O neurologista cita a ressonância magnética funcional como a melhor forma de investigação, por permitir ver quais áreas do cérebro estão ativas quando estamos fazendo ou pensando em qualquer coisa. “Aí tu consegues investigar áreas envolvidas com linguagem, tomada de decisões, julgamento moral, raciocínio abstrato, leitura, entre outras atividades”, aponta o professor.
Outra teoria derrubada pela ciência foi a de que certos povos asiáticos usariam mais o cérebro, devido à maior complexidade de linguagem e uma suposta facilidade para a matemática. “Diziam que o idioma deles usava ideogramas, e que isso envolveria mais áreas do cérebro, e por isso eles usariam mais. E isso é uma barbaridade. O que foi se descobrindo, em termos de histologia, de como as células se comunicam, depois sobre como as sinapses funcionam é que nos mostrou um quadro mais real do uso do cérebro“, diz o neurologista.
Segundo Palmini, cada neurônio consegue fazer 20 mil contatos com outros neurônios. “Isso a gente tem como quantificar. E ele também recebe 20 mil contatos de outras células. Então cada célula está envolvida com 40 mil outras, e se tu colocares 100 bilhões de células envolvidas com 40 mil outras, é uma análise combinatória que tende ao infinito, isso é verdade. Mas foi entendido que o cérebro teria muito mais capacidade do que a nossa mera vida humana utiliza pra crescer, pra ler e falar. É uma visão muito pueril”, pondera.
O especialista cita estudos que tentam comparar crianças autistas e crianças não autistas. “É possível verificar que quando uma criança normal tem que entender a expressão facial de uma outra pessoa, isso envolve ‘n’ áreas cerebrais. Ou seja, o que se avançou no conhecimento foi descobrir que para coisas muito simples do nosso funcionamento diário, a gente precisa de uma integração muito grande do nosso cérebro, de diferentes áreas. E isso é suficiente pra se dizer que na realidade a gente usa muito do nosso cérebro para tudo que a gente faz”, diz.

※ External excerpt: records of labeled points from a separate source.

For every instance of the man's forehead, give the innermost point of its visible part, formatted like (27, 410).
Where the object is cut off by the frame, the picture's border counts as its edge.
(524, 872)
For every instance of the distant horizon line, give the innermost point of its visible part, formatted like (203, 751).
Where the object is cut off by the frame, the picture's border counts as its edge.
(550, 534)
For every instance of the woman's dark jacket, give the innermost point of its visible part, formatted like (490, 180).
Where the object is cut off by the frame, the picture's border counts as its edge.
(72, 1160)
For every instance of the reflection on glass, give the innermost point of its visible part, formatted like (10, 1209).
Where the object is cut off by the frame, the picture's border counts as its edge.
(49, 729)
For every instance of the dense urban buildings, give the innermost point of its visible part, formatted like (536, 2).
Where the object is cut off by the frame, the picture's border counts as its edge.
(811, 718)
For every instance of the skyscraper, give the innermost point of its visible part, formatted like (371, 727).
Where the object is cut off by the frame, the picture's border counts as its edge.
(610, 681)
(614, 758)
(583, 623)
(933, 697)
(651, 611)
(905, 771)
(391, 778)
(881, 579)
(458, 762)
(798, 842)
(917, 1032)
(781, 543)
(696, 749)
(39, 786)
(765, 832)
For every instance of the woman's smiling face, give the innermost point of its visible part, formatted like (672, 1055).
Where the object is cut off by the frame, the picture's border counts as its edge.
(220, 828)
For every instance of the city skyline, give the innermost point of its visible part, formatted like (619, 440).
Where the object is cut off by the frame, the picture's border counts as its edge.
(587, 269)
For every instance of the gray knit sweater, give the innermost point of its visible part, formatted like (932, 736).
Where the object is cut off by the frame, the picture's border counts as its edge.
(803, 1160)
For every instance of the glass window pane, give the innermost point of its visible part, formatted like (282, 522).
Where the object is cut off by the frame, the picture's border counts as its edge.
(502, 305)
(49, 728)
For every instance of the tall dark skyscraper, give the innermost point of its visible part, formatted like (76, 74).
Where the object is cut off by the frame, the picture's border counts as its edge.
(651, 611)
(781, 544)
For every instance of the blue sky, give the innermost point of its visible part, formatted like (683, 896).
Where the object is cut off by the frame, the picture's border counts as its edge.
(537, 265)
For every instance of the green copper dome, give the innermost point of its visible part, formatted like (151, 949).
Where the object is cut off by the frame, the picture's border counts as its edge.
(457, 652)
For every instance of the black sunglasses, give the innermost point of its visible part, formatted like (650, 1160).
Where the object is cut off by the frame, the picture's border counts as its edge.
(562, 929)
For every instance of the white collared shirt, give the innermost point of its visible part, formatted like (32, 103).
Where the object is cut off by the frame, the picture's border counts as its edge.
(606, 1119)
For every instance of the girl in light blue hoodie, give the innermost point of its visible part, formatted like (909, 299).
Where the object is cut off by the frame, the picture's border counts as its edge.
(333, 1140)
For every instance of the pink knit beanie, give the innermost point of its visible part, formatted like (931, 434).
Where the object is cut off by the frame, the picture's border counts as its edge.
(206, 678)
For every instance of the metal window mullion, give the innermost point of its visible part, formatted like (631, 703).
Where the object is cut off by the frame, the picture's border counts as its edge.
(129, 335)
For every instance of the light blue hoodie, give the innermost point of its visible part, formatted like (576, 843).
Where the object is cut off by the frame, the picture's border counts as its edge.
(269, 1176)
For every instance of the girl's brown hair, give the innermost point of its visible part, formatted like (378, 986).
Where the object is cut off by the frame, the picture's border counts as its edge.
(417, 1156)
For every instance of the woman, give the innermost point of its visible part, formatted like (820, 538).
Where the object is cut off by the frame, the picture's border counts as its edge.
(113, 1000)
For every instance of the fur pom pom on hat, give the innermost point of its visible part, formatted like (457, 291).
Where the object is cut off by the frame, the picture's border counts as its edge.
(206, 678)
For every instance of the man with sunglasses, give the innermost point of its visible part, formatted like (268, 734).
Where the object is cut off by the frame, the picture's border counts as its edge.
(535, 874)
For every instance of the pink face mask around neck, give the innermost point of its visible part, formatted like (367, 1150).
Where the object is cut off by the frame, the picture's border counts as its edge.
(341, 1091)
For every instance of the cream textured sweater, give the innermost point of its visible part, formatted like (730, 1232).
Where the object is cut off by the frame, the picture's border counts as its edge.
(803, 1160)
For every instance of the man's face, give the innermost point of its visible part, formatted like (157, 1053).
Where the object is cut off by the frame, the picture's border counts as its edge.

Outro exemplo usado pelo neurologista é o da interpretação de timbres de voz. “Pouca gente se dá conta, mas quando estamos chateados ou alegres, usamos diferentes tons, e a interpretação que fazemos da forma como nos comunicamos gera diferentes mensagens. Isso é de uma sutileza absurda, e esta sutileza exige muito processamento neural. E a gente sabe disso hoje”, diz.
O cérebro, assim como outro órgão do nosso corpo, funciona com base em energia e está sujeito à lesões decorrentes de vários fatores que afetam o organismo. Segundo o especialista, drogas e álcool não matam apenas células cerebrais, mas também causam danos às células hepáticas, digestivas e diversas outras.
Hoje, é possível mostrar que danos cerebrais mínimos podem trazer graves consequências. “Os lóbulos frontais, ou a parte da frente do nosso cérebro, são considerados a área mais desenvolvida, ou ‘humana’, do órgão. Pequenas alterações nessa área já são responsáveis pelas pessoas terem uma série de peculiaridades. Por exemplo, a pessoa começa a não dizer as coisas na hora que tem que dizer, ou a ser um pouco inadequada no seu funcionamento social”, afirma.
“Aquela ideia de que o cérebro tem muitas áreas de regeneração também não é bem assim. Na verdade, a gente usa muito do nosso cérebro para quase tudo que a gente faz. Dizer que só usamos 10% é tão absurdo quanto pensar que os outros 90% não são usados. Alguém consegue viver sem 90% de capacidade cerebral? Não”, conclui Palmini.